1. Field of the Invention
The present invention relates to a vertical alignment liquid crystal display device which is driven by multiplex driving.
2. Description of the Background Art
A liquid crystal display device is broadly used as an information display unit in various electronic devices for consumer or automobile use. In General, a liquid crystal display device is configured by disposing a liquid crystal layer made of a liquid crystal material between two substrates that are placed opposite each other with a gap of roughly several micrometers. As one type of this kind of liquid crystal display device, a vertical alignment liquid crystal display device is known (For example, refer to Japanese Unexamined Patent Application publication No. 2005-234254). A vertical alignment liquid crystal display device comprises, as its main components, liquid crystal cells of a VA mode in which liquid crystal molecules are aligned substantially vertically relative to the surface of the respective substrates within the liquid crystal layer that are disposed between the two substrates, and polarizers that are respectively provided to the outside of the liquid crystal cells. The respective polarizers are often provided in a crossed Nicol arrangement. Based on the foregoing arrangement, since the transmittance of the liquid crystal display device during the non-application of voltage will be extremely low, it is possible to realize a high contrast relatively easily.
When realizing image display by a liquid crystal display device based on multiplex driving, for instance, substrates respectively having a striped-shaped electrode are placed opposite each other so that the extending directions of the respective electrodes become substantially orthogonal, and the regions where the electrode of one substrate and the electrode of the other substrate intersect become the pixel, respectively. Here, the shape of the respective pixels is substantially rectangular. Moreover, alignment treatment such as rubbing treatment is performed on the surface of the respective substrates. The direction of the alignment treatment to be performed on the surface of the respective substrates is set, for example, in opposite directions (anti-parallel alignment). Consequently, the alignment direction of the liquid crystal molecules during the non-application of voltage settles into one direction at the substantial center in the layer thickness direction of the liquid crystal layer provided between the substrates. For example, when the direction of the alignment treatment to the respective substrates is set to the 6 o'clock direction and the 12 o'clock direction when viewed from the front of the liquid crystal display device, the alignment direction of the liquid crystal molecules settles into the 6 o'clock direction at the substantial center of the liquid crystal layer. Here, the extending direction of the electrode of one substrate becomes substantially parallel to the alignment direction of the liquid crystal layer at the substantial center of the liquid crystal layer, and the extending direction of the electrode of the other substrate becomes substantially orthogonal.

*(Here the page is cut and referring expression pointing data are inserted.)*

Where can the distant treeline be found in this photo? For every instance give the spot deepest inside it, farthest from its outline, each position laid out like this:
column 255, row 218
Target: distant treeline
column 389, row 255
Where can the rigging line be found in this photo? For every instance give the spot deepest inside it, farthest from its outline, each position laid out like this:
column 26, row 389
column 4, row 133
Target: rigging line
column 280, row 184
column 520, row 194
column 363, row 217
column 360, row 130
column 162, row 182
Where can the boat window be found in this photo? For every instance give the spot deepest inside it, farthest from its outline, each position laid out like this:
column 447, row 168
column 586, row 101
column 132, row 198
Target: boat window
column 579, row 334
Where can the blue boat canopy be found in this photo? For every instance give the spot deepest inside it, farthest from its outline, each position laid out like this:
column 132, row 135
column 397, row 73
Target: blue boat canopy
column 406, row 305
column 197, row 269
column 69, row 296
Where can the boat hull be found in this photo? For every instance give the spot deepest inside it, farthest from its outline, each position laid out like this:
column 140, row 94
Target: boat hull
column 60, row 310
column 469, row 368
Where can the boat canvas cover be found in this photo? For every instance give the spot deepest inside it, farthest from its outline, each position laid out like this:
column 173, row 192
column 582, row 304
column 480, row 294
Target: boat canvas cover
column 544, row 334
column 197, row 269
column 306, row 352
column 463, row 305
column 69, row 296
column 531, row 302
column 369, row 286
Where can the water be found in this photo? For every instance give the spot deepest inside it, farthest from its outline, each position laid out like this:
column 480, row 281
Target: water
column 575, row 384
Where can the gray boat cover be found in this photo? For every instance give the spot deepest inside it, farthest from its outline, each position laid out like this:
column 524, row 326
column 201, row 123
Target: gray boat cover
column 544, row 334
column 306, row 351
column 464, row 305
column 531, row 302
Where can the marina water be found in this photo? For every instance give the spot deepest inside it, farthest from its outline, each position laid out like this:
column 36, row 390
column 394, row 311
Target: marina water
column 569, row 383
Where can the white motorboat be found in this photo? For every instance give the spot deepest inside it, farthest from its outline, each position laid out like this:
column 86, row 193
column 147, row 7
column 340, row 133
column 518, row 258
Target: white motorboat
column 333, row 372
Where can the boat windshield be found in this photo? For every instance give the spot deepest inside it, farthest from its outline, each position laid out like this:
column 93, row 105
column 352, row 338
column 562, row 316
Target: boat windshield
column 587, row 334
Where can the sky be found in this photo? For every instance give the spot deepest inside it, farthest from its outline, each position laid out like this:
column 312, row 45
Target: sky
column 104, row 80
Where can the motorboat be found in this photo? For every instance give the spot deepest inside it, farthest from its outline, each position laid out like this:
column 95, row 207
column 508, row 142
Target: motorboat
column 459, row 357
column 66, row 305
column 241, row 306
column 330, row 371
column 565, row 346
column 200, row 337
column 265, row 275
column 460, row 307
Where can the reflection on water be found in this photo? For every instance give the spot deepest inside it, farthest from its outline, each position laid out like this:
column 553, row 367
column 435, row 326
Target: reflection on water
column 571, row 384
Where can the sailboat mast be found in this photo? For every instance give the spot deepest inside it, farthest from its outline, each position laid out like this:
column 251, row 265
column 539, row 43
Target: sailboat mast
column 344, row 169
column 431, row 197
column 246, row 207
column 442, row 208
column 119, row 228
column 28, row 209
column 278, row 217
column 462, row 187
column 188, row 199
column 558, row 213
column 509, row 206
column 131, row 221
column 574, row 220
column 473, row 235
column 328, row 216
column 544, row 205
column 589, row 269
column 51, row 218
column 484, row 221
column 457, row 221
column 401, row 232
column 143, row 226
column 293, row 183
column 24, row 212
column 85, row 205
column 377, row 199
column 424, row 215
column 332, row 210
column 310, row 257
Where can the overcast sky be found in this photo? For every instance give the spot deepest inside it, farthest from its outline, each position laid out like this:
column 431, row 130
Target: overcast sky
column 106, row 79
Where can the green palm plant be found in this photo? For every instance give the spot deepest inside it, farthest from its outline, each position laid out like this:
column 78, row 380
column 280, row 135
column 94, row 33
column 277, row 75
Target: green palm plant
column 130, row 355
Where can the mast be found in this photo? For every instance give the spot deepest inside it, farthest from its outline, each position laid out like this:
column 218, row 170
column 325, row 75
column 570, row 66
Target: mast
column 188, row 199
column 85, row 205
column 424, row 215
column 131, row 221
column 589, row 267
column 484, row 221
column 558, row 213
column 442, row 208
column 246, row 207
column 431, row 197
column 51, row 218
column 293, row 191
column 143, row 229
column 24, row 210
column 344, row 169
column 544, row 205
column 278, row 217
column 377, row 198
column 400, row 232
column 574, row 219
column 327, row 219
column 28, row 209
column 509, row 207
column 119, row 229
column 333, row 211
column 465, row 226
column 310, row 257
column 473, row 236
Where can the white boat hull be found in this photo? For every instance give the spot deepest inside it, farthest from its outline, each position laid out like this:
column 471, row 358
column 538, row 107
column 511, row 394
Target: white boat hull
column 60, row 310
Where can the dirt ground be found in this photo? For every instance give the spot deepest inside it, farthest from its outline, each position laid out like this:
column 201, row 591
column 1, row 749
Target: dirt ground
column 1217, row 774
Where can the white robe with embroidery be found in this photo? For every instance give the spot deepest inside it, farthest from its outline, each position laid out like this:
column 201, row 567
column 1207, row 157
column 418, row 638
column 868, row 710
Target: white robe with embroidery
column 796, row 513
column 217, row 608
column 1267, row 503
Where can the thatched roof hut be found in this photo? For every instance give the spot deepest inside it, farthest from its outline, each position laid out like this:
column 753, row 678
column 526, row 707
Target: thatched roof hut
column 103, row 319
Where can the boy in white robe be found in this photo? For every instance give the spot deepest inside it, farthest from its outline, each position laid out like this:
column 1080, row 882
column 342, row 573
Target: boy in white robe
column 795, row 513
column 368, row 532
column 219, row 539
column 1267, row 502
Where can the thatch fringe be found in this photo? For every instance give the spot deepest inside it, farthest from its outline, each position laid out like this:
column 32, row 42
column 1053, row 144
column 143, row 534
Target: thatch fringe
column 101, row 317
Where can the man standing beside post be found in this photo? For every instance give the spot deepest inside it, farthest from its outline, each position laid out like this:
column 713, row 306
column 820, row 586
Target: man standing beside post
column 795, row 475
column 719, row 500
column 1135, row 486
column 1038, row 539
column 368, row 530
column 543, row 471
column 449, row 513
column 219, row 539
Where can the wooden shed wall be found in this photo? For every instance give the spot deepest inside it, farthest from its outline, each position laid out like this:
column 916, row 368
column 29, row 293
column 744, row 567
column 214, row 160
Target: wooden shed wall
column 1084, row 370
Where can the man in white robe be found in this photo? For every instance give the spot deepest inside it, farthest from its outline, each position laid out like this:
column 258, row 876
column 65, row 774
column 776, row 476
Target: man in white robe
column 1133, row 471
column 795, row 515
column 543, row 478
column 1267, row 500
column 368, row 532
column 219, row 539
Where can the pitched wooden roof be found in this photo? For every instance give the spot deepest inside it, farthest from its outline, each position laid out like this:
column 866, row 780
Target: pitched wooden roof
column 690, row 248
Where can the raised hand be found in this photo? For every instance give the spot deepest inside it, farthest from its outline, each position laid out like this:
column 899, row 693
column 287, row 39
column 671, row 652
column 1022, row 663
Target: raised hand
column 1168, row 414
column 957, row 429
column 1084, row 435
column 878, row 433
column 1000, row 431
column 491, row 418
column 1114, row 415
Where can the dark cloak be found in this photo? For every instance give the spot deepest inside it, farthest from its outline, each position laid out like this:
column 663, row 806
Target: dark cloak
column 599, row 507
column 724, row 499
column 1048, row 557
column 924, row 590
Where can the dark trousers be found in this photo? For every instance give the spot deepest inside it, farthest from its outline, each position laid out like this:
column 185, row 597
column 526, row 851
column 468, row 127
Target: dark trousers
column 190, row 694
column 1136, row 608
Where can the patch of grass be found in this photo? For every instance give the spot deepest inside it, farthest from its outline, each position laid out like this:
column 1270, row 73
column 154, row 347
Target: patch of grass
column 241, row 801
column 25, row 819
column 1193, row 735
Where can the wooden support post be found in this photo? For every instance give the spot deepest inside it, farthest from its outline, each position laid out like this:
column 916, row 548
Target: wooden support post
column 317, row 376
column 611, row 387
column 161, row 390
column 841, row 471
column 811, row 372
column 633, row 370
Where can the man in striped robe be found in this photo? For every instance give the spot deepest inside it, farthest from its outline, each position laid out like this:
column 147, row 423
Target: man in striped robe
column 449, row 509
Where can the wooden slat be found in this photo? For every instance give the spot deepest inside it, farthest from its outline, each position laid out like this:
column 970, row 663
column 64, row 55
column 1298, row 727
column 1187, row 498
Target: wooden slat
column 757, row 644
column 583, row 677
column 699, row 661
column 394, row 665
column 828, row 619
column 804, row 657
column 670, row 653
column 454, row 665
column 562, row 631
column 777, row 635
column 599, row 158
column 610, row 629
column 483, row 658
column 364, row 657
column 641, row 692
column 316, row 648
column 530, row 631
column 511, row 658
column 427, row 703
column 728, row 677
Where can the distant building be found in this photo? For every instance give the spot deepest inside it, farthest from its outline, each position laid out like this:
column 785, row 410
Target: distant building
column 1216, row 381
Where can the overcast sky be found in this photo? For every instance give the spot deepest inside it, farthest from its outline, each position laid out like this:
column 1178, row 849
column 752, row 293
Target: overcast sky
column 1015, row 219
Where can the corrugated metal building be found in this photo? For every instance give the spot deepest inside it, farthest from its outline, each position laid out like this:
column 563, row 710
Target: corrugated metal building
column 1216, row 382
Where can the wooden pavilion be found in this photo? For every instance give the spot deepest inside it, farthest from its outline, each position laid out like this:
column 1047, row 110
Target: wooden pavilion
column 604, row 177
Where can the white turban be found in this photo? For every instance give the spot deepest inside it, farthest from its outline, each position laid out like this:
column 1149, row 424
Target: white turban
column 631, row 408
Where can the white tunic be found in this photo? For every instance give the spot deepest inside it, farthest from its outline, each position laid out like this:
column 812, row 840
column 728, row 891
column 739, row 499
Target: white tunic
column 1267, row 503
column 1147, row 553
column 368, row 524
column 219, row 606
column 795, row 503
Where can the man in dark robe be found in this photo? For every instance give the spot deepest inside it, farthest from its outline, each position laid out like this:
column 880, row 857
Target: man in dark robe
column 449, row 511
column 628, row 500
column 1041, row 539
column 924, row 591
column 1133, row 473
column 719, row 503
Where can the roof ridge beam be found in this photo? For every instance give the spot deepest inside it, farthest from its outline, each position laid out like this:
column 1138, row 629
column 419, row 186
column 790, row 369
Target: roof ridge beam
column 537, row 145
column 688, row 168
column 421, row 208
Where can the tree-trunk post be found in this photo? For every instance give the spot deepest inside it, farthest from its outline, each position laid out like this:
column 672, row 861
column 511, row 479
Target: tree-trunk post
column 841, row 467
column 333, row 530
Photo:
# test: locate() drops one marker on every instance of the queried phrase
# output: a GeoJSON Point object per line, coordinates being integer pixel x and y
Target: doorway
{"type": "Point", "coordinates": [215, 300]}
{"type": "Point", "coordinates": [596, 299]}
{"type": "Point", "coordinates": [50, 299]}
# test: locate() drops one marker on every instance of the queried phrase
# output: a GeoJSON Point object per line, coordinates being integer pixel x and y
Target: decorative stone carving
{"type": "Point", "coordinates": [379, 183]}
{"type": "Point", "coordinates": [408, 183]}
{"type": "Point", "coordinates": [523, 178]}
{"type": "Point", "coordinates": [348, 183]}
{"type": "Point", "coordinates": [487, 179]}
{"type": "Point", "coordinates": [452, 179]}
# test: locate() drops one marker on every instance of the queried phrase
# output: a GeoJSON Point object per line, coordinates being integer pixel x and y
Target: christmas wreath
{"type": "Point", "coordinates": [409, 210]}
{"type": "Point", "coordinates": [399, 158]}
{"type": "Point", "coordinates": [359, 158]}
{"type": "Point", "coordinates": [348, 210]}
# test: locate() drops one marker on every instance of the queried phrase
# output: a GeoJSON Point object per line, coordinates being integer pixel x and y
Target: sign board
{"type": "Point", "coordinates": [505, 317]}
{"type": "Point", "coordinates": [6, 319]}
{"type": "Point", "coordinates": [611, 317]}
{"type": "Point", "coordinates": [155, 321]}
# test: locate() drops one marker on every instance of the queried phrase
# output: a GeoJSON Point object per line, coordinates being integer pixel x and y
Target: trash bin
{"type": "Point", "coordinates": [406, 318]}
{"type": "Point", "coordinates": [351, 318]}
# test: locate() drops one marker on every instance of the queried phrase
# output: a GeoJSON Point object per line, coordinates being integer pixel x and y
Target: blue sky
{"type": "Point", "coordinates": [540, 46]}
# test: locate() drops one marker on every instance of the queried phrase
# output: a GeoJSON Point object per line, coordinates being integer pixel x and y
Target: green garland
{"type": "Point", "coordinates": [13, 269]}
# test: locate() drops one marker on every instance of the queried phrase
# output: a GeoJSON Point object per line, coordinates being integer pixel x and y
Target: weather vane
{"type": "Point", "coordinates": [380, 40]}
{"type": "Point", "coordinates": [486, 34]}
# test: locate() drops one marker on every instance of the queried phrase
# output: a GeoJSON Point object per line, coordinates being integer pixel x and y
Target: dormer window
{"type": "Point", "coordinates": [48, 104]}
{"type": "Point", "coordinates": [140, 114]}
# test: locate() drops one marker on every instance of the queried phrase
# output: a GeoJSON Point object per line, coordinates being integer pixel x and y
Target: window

In the foregoing vertical alignment liquid crystal display device, considered is a case of disposing a pair of polarizers, which is provided in a substantial crossed Nicol arrangement, on the outside of the respective substrates. With one of the polarizers, let it be assumed that its absorption axis is disposed at an angle of substantially 45° (degrees) relative to the direction of the alignment treatment that was performed to one substrate. When the liquid crystal layer is formed using a liquid crystal material having a negative dielectric constant anisotropy, and a voltage that is not less than a threshold voltage is applied between the electrodes of the respective substrates, most of the liquid crystal molecules in the liquid crystal layer become inclined in the horizontal alignment direction according to the direction of the alignment treatment. On observing this liquid crystal display device, a light display state is favorably observed from the 6 o'clock direction, and, contrarily, a light display state is not observed from the 12 o'clock direction. The 6 o'clock direction in the foregoing case is referred to as the optimal viewing direction (optimal viewing orientation), and the 12 o'clock direction is referred to as the anti-viewing direction (anti-viewing orientation).
In the foregoing vertical alignment liquid crystal display device, on observing the liquid crystal display device from the anti-viewing direction in a state where the liquid crystal display device is in a light display state when viewed from the front, a substantially dark state can be observed within the pixels, but light leakage occurs in the vicinity of one edge among the four pixel edges of the rectangular pixel. This light leakage occurs without regularity and differs in the respective pixels, and considerably drops the display quality from the appearance.
Moreover, in the foregoing vertical alignment liquid crystal display device, there are cases where a dark region appears in the respective pixels in a state where the liquid crystal display device is in a light display state when viewed from the front during multiplex driving, causing the display quality to drop. Since this phenomenon becomes more notable when the frame frequency is reduced, it is necessary to set the driving frequency higher in order to eliminate this phenomenon. Nevertheless, if the driving frequency is increased, the impedance between the electrodes will also increase, which causes the consumption current to increase and the load of the drive unit to increase, the potential difference of the electrodes will also become obvious, and cause the display quality to drop. Specifically, so-called crosstalk is more easily generated.